Likewise, ninja academies are no longer the only gyms that offer obstacle training. In 2014, half the curriculum at Brooklyn Zoo was parkour. The rest was split between tumbling, tricking, capoeira, aerial silks, breakdancing, and handstands. Since parkour entails similar movements to those of ninja training, the gym decided to throw a ninja competition, but since they had few obstacles, not even a Warped Wall, they contracted with Justin Conway, a former ANW competitor who had started designing obstacle courses. At 7:00 p.m. the night before the competition, Conway and his crew started rigging the gym. They finished around two in the morning, slept, and were back six hours later.
Conway and Stift divided the day into four two-hour slots, one for kids, one for teens, and two for adults. Unlike the show, on which athletes are prohibited from testing the course beforehand, Brooklyn Zoo allowed competitors to spend the first hour practicing and the second hour competing. Not only did all the competition slots fill, but breaking down the course was also much easier than assembling it. By the time Conway awarded prizes to the top three finishers, Brooklyn Zoo had become a parkour gym again. Ever since, the gym has hosted a competition every two months, including a National Ninja League qualifier, which attracted athletes from as far away as California.

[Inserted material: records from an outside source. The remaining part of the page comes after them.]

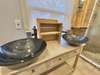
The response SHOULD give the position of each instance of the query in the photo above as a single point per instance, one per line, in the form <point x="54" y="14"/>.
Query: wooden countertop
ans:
<point x="53" y="49"/>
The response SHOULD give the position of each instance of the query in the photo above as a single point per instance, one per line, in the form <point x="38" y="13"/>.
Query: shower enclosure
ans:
<point x="92" y="50"/>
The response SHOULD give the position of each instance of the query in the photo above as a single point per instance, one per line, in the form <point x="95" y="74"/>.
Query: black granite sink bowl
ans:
<point x="21" y="51"/>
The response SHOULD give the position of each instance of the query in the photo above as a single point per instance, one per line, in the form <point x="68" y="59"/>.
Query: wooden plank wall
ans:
<point x="81" y="16"/>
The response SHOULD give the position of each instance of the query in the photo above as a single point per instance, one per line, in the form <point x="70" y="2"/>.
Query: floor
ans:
<point x="83" y="68"/>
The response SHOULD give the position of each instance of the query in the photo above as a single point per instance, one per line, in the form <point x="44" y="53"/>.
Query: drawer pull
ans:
<point x="33" y="70"/>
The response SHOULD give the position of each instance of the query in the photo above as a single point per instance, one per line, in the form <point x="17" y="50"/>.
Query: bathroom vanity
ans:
<point x="53" y="56"/>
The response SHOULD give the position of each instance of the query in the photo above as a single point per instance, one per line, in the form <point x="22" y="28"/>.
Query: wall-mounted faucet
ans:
<point x="29" y="34"/>
<point x="35" y="32"/>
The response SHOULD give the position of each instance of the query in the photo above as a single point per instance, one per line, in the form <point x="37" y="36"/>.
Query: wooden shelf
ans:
<point x="51" y="23"/>
<point x="49" y="33"/>
<point x="49" y="29"/>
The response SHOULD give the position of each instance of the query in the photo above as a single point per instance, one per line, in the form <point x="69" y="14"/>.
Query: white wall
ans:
<point x="9" y="11"/>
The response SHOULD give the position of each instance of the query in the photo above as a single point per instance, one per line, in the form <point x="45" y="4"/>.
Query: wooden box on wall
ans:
<point x="49" y="29"/>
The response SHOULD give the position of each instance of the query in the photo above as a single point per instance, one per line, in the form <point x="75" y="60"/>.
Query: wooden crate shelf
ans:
<point x="49" y="29"/>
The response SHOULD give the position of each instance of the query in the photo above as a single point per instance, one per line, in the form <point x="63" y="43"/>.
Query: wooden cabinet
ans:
<point x="49" y="29"/>
<point x="81" y="13"/>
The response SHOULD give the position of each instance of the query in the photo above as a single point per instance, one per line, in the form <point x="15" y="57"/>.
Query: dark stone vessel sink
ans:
<point x="21" y="51"/>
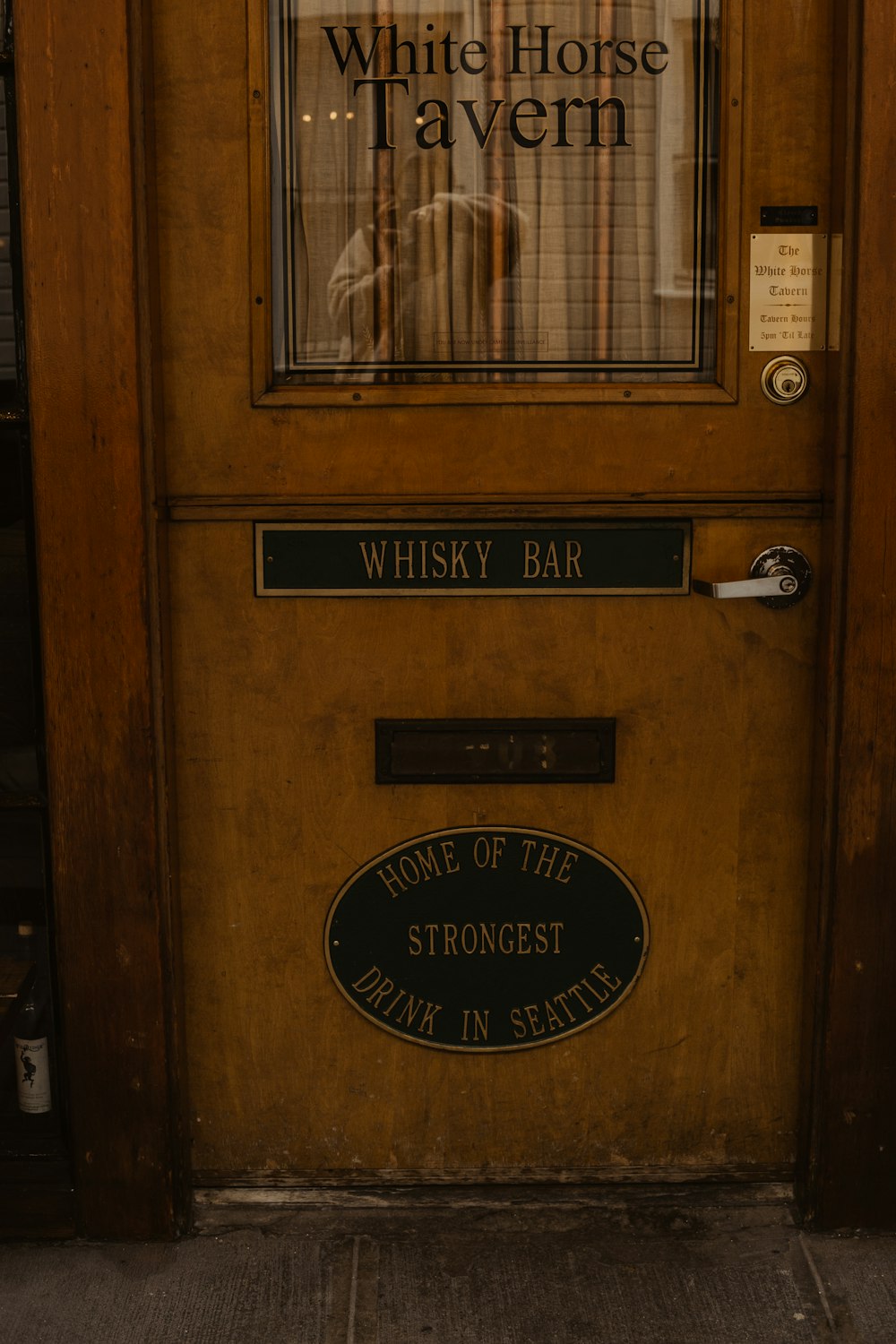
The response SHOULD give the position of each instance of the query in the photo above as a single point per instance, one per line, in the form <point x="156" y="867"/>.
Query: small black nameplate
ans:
<point x="485" y="558"/>
<point x="788" y="217"/>
<point x="495" y="750"/>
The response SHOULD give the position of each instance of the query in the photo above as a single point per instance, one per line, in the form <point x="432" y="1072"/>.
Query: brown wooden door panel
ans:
<point x="276" y="703"/>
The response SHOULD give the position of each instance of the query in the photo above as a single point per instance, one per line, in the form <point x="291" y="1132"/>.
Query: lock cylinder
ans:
<point x="783" y="379"/>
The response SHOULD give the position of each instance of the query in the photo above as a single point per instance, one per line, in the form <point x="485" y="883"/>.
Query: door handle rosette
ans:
<point x="780" y="577"/>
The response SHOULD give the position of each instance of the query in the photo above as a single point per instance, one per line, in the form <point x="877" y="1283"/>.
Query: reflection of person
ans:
<point x="435" y="268"/>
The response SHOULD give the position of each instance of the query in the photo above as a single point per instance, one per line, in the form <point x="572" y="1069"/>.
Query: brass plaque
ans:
<point x="487" y="938"/>
<point x="788" y="292"/>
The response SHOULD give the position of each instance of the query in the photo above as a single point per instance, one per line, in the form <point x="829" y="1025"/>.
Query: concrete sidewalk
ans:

Regardless of whether gym owners want to create ninja academies or offer occasional competitions, they no longer have to sketch their Warped Walls with protractors and compasses. Not only are former competitors such as Conway acting as course consultants, but hundreds of blueprints are also available on Pinterest. The rise of obstacle training, however, is about much more than the physical architecture. For Nate Aye, the pattern is familiar: An underground, jargon-laden quasi-sport that amasses a following of hardcore disciples and then becomes a part of mainstream fitness culture. The way he puts it: “It might be the next CrossFit.”